PP53B-2335
Toward better understanding of B/Ca and δ11B proxies: An experimental approach

Friday, 18 December 2015
Poster Hall (Moscone South)
Joji Uchikawa1, Donald E Penman2, Dustin T Harper3, Jesse R Farmer4, James C Zachos5, Baerbel Hoenisch6 and Richard E Zeebe1, (1)University of Hawaii at Manoa, Honolulu, HI, United States, (2)Yale University, New Haven, CT, United States, (3)University of California-Santa Cruz, Ben Lomond, CA, United States, (4)LDEO Columbia University, Palisades, NY, United States, (5)University of California Santa Cruz, Santa Cruz, CA, United States, (6)Columbia University of New York, Palisades, NY, United States
Abstract:
The abundance and isotopic composition of boron (B/Ca and δ11B) in marine biogenic carbonates is an important paleoceanographic tool to probe carbon cycling in the ocean-atmosphere system. These B-based proxies rely on a fundamental assumption that boron incorporation into carbonates occur via B(OH)4- adsorption with little isotopic fractionation, which is based on key results from the classic inorganic experiments performed in the late 1990s (e.g., Hemming et al., 1995, GCA, v59, 371-379; Sanyal et al., 2000, GCA, v64, 1551-1555).

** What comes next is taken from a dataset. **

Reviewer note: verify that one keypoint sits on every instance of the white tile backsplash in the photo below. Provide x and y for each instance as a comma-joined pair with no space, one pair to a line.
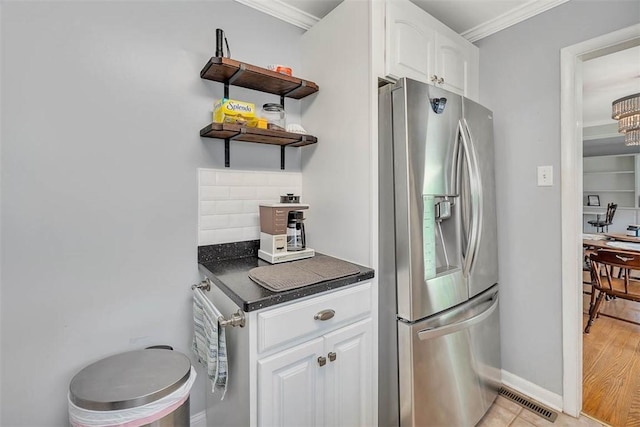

However, a collection of new experimental data published in recent years consistently suggests a more complicated picture for fluid-crystal element and isotope partitioning of B into inorganic carbonates. For instance, we performed novel inorganic calcite precipitation experiments by systematically adjusting solution pH as well as total B, total DIC and Ca concentrations (Uchikawa et al., 2015, GCA, v150, 171-191), and the results showcased apparent kinetic effects related to precipitation rate on B/Ca. Moreover, the results also indicated a dependence of B/Ca on the concentration ratio of total B to total DIC, which was interpreted as indirect evidence for potential B(OH)3 incorporation into synthetic calcite. Notably, relatively simple solutions of NaCl-CaCl2-B(OH)3 system were used for our previous experiments. This presentation features our latest results from similar experiments but using artificial seawater in order to close the gap between simplified experimental conditions to in-situ marine settings. Our preliminary results reveal a precipitation rate control even when artificial seawater is used for the experiments, making a strong case that kinetic effects on B/Ca are universal in inorganic carbonates. With the aid of new isotopic results, we also attempt to discuss possible scenarios of B incorporation pathway in inorganic systems.